Aligns molecules to a reference molecule.

Parameters:
  • molecules (list[rdkit.Chem.Mol]) – list of molecules to align

  • reference (rdkit.Chem.Mol) – Molecule to align to

  • to_previous (bool, optional) – Align to previous molecule

Returns:

rmsds – list of root mean square deviations from the reference

Return type:

list[float]

tqchem.chem.align_xyz_strings(xyzs: list[str], reference: str, to_previous: bool = False) tuple[list[str], list[float]]

Aligns molecules to a reference molecule.

Parameters:
  • xyzs (list[str]) – list of strings containing xyz data

  • reference (str) – String containing xyz data for the reference to align against

  • to_previous (bool, optional) – Align to previous molecule

Returns:

  • aligned_xyzs (list[str]) – aligned xyz strings

  • rmsds (list[float]) – list of root mean square deviations from the reference

tqchem.chem.rdkit_molecules_to_xyz(molecules: list[rdkit.Chem.Mol], path: str | pathlib.Path) None

Write list of rdkit molecules to xyz file

Parameters:
  • molecules (list[rdkit.Chem.Mol]) – list of molecules to write to file

  • path (str | Path) – Path to the xyz file

tqchem.chem.adjacencyMatrix(mol: ase.Atoms) numpy.ndarray

Determine adjacency matrix based on atomic distances

Parameters:

mol (ase.atoms.Atoms) – Object representing the molecule

Returns:

mat – Adjacency matrix for each pair of atoms

Return type:

np.array

tqchem.chem.bondMatrix(mol: ase.Atoms, radius_cutoff: float = ...)

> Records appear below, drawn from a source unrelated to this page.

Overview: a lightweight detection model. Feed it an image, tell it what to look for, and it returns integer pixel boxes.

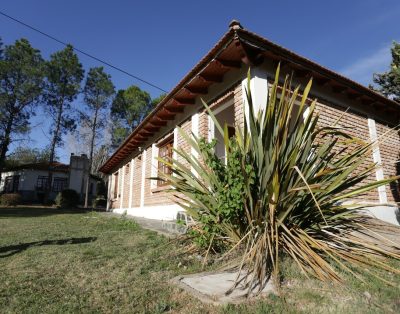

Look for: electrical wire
[0,11,167,93]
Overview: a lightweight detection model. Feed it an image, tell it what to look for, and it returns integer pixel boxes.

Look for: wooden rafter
[215,59,241,69]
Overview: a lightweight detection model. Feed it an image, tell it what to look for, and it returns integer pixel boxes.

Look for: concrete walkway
[103,212,182,238]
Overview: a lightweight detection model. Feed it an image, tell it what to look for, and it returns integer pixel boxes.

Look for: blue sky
[0,0,400,161]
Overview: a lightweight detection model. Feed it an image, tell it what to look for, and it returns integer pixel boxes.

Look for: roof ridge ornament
[229,20,243,30]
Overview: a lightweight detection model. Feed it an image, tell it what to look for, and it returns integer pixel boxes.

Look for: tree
[373,42,400,102]
[0,39,44,172]
[6,146,54,166]
[111,85,165,147]
[81,67,115,207]
[43,45,84,195]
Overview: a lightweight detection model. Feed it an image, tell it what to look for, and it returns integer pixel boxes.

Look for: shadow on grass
[0,207,89,219]
[0,237,97,258]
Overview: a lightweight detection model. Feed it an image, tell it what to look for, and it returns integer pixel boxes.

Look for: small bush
[93,197,107,208]
[0,193,22,206]
[96,181,107,198]
[55,189,79,208]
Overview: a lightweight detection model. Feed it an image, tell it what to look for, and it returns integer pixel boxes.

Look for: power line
[0,11,167,93]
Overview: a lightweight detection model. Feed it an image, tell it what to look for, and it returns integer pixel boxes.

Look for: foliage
[92,196,107,208]
[81,67,114,207]
[96,180,107,197]
[6,146,58,167]
[43,45,84,163]
[0,39,43,169]
[55,189,79,208]
[190,138,254,250]
[159,67,400,291]
[374,42,400,102]
[111,85,165,147]
[0,193,22,206]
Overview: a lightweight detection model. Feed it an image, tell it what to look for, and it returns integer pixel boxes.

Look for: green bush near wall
[55,189,79,208]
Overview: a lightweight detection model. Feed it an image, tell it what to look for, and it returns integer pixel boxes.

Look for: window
[53,177,68,192]
[114,172,118,198]
[157,138,174,186]
[4,176,19,193]
[36,176,49,191]
[212,101,235,160]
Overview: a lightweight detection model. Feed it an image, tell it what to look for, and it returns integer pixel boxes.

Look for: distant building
[100,21,400,224]
[0,154,100,202]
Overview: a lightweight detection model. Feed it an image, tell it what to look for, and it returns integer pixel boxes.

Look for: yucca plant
[154,67,400,292]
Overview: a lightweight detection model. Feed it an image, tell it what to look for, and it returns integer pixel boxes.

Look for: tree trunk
[85,108,99,208]
[44,102,63,202]
[0,115,14,186]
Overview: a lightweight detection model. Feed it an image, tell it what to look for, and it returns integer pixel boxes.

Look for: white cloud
[339,43,392,85]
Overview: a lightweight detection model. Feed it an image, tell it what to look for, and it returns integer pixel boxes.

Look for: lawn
[0,208,400,313]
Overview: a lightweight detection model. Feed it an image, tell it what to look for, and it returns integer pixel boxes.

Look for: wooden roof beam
[314,77,330,86]
[135,134,148,143]
[139,129,154,136]
[198,74,223,83]
[174,98,196,106]
[165,105,184,113]
[157,108,175,120]
[294,70,312,79]
[143,123,160,132]
[149,118,167,127]
[332,85,347,94]
[215,59,241,69]
[184,86,208,95]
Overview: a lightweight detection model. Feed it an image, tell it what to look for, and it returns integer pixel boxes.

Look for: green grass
[0,208,400,313]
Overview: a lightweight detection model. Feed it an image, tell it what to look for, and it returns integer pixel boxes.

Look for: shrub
[96,180,107,198]
[0,193,22,206]
[157,67,400,292]
[55,189,79,208]
[93,197,107,208]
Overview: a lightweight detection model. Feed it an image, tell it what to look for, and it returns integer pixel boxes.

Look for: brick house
[0,154,101,203]
[100,21,400,223]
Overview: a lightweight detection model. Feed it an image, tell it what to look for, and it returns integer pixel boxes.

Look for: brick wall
[132,154,143,207]
[233,84,244,128]
[376,122,400,202]
[121,162,131,208]
[112,77,400,208]
[315,102,379,202]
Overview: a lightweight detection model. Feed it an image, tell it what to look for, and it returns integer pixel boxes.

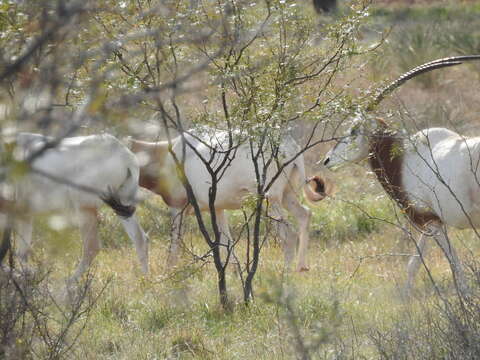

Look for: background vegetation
[0,1,480,359]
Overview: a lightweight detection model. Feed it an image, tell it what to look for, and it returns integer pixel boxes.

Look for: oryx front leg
[404,233,428,297]
[433,227,468,293]
[215,210,238,264]
[270,204,297,269]
[283,189,312,271]
[120,215,148,274]
[15,218,33,269]
[68,208,100,284]
[167,208,183,268]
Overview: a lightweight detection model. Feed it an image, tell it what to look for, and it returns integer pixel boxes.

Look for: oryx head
[322,55,480,168]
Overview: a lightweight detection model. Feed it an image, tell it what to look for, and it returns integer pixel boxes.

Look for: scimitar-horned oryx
[323,55,480,294]
[130,129,332,271]
[0,133,148,283]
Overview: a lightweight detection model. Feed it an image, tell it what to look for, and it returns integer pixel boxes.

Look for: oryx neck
[368,129,440,227]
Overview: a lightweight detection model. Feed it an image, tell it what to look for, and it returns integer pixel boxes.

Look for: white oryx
[323,55,480,294]
[0,133,148,283]
[130,129,330,271]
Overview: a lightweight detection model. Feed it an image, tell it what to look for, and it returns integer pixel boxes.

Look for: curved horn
[366,55,480,111]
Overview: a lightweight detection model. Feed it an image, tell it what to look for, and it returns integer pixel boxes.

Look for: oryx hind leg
[15,218,33,267]
[268,203,297,268]
[403,233,428,298]
[120,214,148,274]
[282,187,312,271]
[167,208,184,268]
[215,210,238,265]
[433,226,468,293]
[68,208,100,284]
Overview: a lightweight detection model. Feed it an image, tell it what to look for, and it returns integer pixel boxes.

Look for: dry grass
[5,2,480,359]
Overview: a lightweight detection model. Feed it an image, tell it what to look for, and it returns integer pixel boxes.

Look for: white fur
[7,133,148,281]
[324,120,480,291]
[132,129,318,271]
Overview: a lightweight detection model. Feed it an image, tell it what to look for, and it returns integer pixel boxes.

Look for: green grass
[8,3,480,359]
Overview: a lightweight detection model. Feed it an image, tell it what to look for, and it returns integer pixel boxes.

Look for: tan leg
[120,215,148,274]
[68,208,100,283]
[404,234,428,297]
[167,208,184,268]
[215,210,238,264]
[433,227,468,293]
[283,188,312,271]
[269,203,297,269]
[15,219,33,266]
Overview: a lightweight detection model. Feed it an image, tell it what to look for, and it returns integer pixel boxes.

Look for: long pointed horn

Determine bond matrix based on atomic distances

Parameters:
  • mol (ase.atoms.Atoms) – Object representing the molecule

  • radius_cutoff (float) – Cutoff for the bond length

Returns:

mat – matrix which is 1 for bond between atoms and 0 otherwise

Return type:

np.array

tqchem.chem.determineBonds(mol: ase.Atoms) numpy.ndarray

Determine the bonds based on the adjacency matrix

tqchem.chem.element_color(atomic_number: int) tuple[float, float, float]

Return element color for a given atomic number

tqchem.chem.wiberg_bond_orders(molecule: ase.Atoms) numpy.ndarray
tqchem.chem.atoms_collided(molecule: ase.Atoms, cutoff: float = 0.5) bool

True if two atoms are closer than a set cutoff.

tqchem.chem.adjacency_differs(adjacency1: numpy.ndarray, adjacency2: numpy.ndarray) bool

Return if 2 adjacency matrices differ

tqchem.chem.generate_rdkit_conformers(molecule: rdkit.Chem.Mol, n_conformers: int, threshold: float = 0.125, keep_current: bool = False, threads: int = 4, seed: int = 42) list[int]

Generate conformers from rdkit and returns ids of generated ones

The conformers are stored inside the molecule and a list of conformer ids for the conformers generated during this function is returned

Parameters:
  • molecule (Chem.Mol) – rdkit molecule object

  • n_conformers (int,) – Number of conformers to generate. If threshold > 0 we generate 10 times more to get at least the specified number

  • threshold (float, default=0.125) – RMSD threshold below which we consider conformers identical

  • keep_current (bool, default=False) – Keep conformers currently stored in molecule

  • threads (int, default=4) – Number of threads to use in the conformer generation

  • seed (int, default=42) – Random seed

Return type:

list of conformer ids for the conformers generated